Muhly’s music all sounds the same — meandering, restless, and busy in bleak minor keys. There are interesting orchestral textures that suggest Britten and Janácek with a sprinkling of Philip Glass and Stravinsky. Like Emilia Marty in Janácek’s “The Makropulos Affair,”, Marnie is a shape shifter who always keeps the initials “MH” just as Elina Makropoulos keeps the initials “EM” in her various incarnations.

The score functions like a movie soundtrack in providing a general atmosphere and punctuating a dramatic action or utterance, but it does not provide a voice for the characters. Muhly’s music fails to adapt in color or rhythm even when the emotions of the drama drastically change. The fox hunting scene where Marnie is forced to shoot her beloved horse Forio is a case in point: the music fails to create tension or pathos as needed. The choral writing is masterful and the orchestration is accomplished. But you don’t care because the monochromatic music doesn’t create characters or drama. Ultimately, it is boring.

The Met has lavished this misfire with a top-notch physical production and design. The kaleidoscopic sets in film noir monochrome with projections designed by Julian Crouch and 59 Productions are contrasted with colorful, eye-catching period-specific costumes by Arianne Phillips. However, Michael Mayer’s direction is less focused, overusing onstage doppelgängers who mainly move props.

When Marnie and Mark face each other alone in a cruise ship cabin on their wedding night, the moment is vitiated by a background panoramic projection of a ship at sea and the conjugal bed filled with male supers in suits and fedoras. Here we need to see these two tortured souls trapped alone together in intimate contact. As staged here, all sexual and dramatic tension was lost. In fact, sexual repression, frustrated desire, and tender romantic feelings are all absent from the characters and music, rendering the central relationship in the story pointless and empty.
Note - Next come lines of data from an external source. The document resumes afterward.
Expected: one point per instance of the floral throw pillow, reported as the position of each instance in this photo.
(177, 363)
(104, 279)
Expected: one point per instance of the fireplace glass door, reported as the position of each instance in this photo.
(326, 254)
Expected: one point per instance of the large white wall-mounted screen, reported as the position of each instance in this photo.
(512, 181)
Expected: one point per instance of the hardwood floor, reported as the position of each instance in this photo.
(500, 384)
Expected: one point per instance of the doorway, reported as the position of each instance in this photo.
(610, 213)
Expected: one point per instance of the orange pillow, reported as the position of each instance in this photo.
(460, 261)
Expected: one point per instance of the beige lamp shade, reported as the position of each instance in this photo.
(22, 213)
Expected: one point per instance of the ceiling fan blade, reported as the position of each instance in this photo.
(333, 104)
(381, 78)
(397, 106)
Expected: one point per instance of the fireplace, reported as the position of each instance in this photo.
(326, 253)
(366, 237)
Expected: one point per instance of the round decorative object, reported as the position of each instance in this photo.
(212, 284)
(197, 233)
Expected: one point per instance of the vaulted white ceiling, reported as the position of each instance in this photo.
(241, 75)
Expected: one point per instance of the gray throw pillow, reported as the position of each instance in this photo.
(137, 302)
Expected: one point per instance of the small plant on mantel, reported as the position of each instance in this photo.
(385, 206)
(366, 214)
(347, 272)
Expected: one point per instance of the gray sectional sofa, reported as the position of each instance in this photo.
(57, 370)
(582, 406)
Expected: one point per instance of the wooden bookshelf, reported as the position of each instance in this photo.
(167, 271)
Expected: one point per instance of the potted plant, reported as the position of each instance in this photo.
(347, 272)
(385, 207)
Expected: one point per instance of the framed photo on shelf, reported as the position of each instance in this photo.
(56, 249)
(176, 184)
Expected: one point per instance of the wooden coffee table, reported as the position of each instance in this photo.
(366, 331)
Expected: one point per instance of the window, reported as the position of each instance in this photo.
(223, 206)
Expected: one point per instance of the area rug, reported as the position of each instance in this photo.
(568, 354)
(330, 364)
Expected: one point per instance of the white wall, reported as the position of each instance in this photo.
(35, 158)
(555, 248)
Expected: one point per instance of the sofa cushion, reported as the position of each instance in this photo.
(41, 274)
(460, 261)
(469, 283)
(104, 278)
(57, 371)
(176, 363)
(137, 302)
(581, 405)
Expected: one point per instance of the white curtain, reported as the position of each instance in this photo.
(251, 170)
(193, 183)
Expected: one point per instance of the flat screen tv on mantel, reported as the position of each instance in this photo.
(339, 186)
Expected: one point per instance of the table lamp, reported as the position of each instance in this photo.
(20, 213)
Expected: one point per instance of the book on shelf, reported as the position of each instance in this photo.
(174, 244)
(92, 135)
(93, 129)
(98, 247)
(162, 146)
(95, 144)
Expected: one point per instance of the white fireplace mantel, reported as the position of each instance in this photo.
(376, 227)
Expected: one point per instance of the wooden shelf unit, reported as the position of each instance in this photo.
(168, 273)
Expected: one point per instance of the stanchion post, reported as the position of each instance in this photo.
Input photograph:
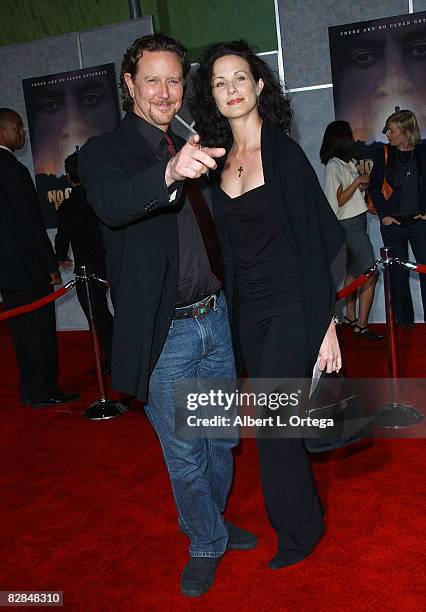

Why do they stay together and why should they (or we) care? Whatever suspense or dramatic conflict the first act creates is dissipated by the second act.

The cast is fantastic from top to bottom. In the title role, Isabel Leonard is fantastic and would be a perfect Marnie if one existed in the music. Her multifaceted mezzo-soprano has tones that suggest lyric soprano fragility, cool seduction, and dark anguish. Her mask-like beauty both entices and tells us to keep our distance — we can never see what is underneath. Muhly’s use of a mini-chorus of Marnie alter egos evoking her splintered identity is an intriguing concept but is used too inconsistently musically and dramatically to register.

Mark’s mother tells us that his first wife told her she didn’t know who he was and she doesn’t know who he is either. Christopher Maltman as Mark remains an opaque cipher because that is what the role demands. Maltman lacks the magnetic charisma of a young Sean Connery that might make us understand why Marnie can’t run away from him.

Vivid cameos by Janis Kelly as Mark’s icy mother, countertenor Iestyn Davies as Mark’s creepy brother Terry, Denyce Graves as Marnie’s malefic mother, and Anthony Dean Griffey as the repellant hypocrite Mr. Strutt embody the hostile social forces that force Marnie to live in a perpetual state of flight and deception.

The Met Orchestra led by debutant maestro Robert Spano found all the colors in Muhly’s heavy orchestration. The Met Chorus led by Donald Palumbo distinguished themselves in the best vocal writing Muhly composed for the opera. But all it was all sound and fury signifying nothing.